A ransomware gang has been seen using a unique initial-access tactic to exploit a vulnerability in voice-over-IP (VoIP) appliances to breach corporate phone systems, before pivoting to corporate networks to commit double-extortion attacks.
Researchers from Artic Wolf Labs have spotted the Lorenz ransomware group exploiting a flaw in Mitel MiVoice VoIP appliances. The bug (tracked as CVE-2022-29499) was discovered in April and fully patched in July, and is a remote code execution (RCE) flaw affecting the Mitel Service Appliance component of MiVoice Connect.
Lorenz exploited the flaw to obtain a reverse shell, after which the group leveraged Chisel, a Golang-based fast TCP/UDP tunnel that’s transported over HTTP, as a tunneling tool to breach the corporate environment, Arctic Wolf researchers said this week. The tool is “mainly useful for passing through firewalls,” according to the GitHub page.
The attacks show an evolution by threat actors to use “lesser known or monitored assets” to access networks and perform further nefarious activity to avoid detection, according to Arctic Wolf.

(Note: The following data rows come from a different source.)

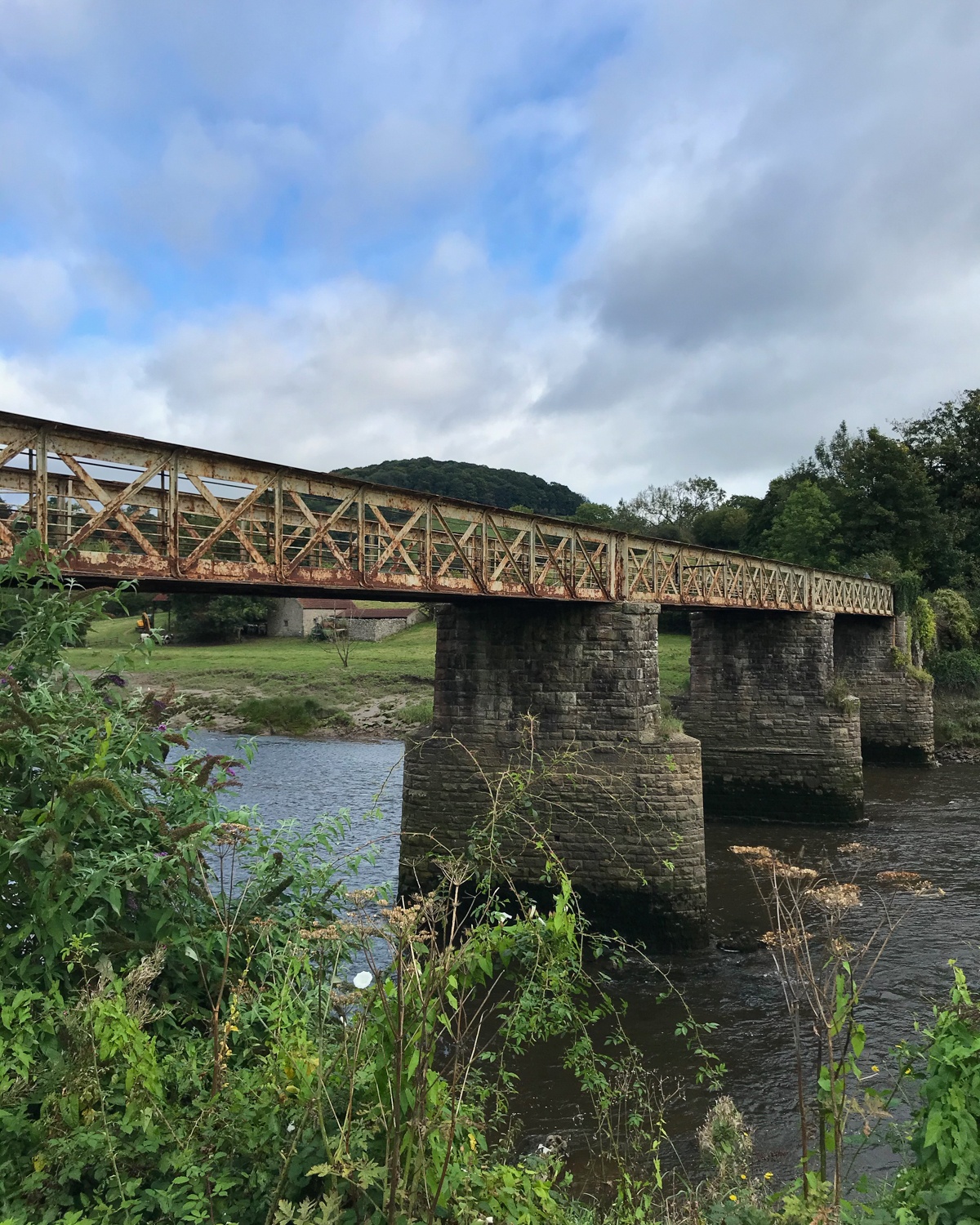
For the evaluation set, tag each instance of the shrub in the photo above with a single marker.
(956, 669)
(281, 715)
(956, 622)
(943, 1185)
(217, 617)
(188, 1033)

“In the current landscape, many organizations heavily monitor critical assets, such as domain controllers and web servers, but tend to leave VoIP devices and Internet of Things (IoT) devices without proper monitoring, which enables threat actors to gain a foothold into an environment without being detected,” the researchers wrote.
The activity underscores the need for enterprises to monitor all externally facing devices for potential malicious activity, including VoIP and IoT devices, researchers said.

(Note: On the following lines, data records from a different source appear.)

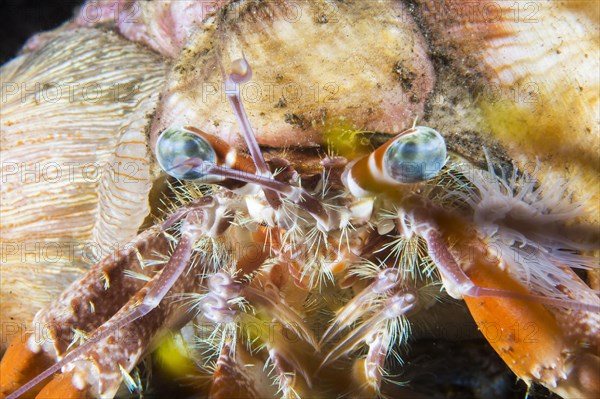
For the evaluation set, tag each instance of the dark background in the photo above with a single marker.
(20, 19)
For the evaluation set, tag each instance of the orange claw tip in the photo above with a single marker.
(525, 334)
(19, 365)
(61, 386)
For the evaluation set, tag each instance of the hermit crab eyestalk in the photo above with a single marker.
(416, 155)
(181, 153)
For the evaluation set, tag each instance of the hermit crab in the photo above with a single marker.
(278, 197)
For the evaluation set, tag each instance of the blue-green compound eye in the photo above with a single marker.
(415, 156)
(177, 149)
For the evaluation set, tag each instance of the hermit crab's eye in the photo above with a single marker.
(415, 156)
(181, 153)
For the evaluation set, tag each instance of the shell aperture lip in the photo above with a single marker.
(417, 155)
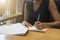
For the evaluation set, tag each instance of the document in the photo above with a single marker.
(12, 29)
(2, 37)
(33, 28)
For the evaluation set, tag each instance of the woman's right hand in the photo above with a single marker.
(26, 24)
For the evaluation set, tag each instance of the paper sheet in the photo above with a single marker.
(17, 28)
(33, 28)
(2, 37)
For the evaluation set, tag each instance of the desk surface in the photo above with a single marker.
(50, 34)
(9, 17)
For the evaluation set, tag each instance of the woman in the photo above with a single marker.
(38, 15)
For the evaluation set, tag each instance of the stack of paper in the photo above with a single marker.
(17, 28)
(33, 28)
(2, 37)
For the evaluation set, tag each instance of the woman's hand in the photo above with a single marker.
(39, 25)
(26, 24)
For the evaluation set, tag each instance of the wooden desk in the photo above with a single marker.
(51, 34)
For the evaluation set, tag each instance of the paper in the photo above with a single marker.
(33, 28)
(2, 37)
(17, 28)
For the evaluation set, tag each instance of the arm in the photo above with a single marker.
(54, 13)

Mitel identified CVE-2022-29499 on April 19 and provided a script for releases 19.2 SP3 and earlier, and R14.x and earlier as a workaround before releasing MiVoice Connect version R19.3 in July to fully remediate the flaw.
Attack Details
Lorenz is a ransomware group that has been active since at least February 2021, and, like many of its cohorts, performs double extortion of its victims by exfiltrating data and threatening to expose it online if victims don’t pay the desired ransom in a certain time frame.
Over the last quarter, the group has primarily targeted small and medium businesses (SMBs) located in the United States, with outliers in China and Mexico, according to Arctic Wolf.
In the attacks that researchers identified, the initial malicious activity originated from a Mitel appliance sitting on the network perimeter. Once establishing a reverse shell, Lorenz made use of the Mitel device’s command line interface to create a hidden directory and proceeded to download a compiled binary of Chisel directly from GitHub, via Wget.
Threat actors then renamed the Chisel binary to “mem,” unzipped it, and executed it to establish a connection back to a Chisel server listening at hxxps[://]137.184.181[.]252[:]8443, researchers said. Lorenz skipped TLS certificate verification and turned the client into a SOCKS proxy.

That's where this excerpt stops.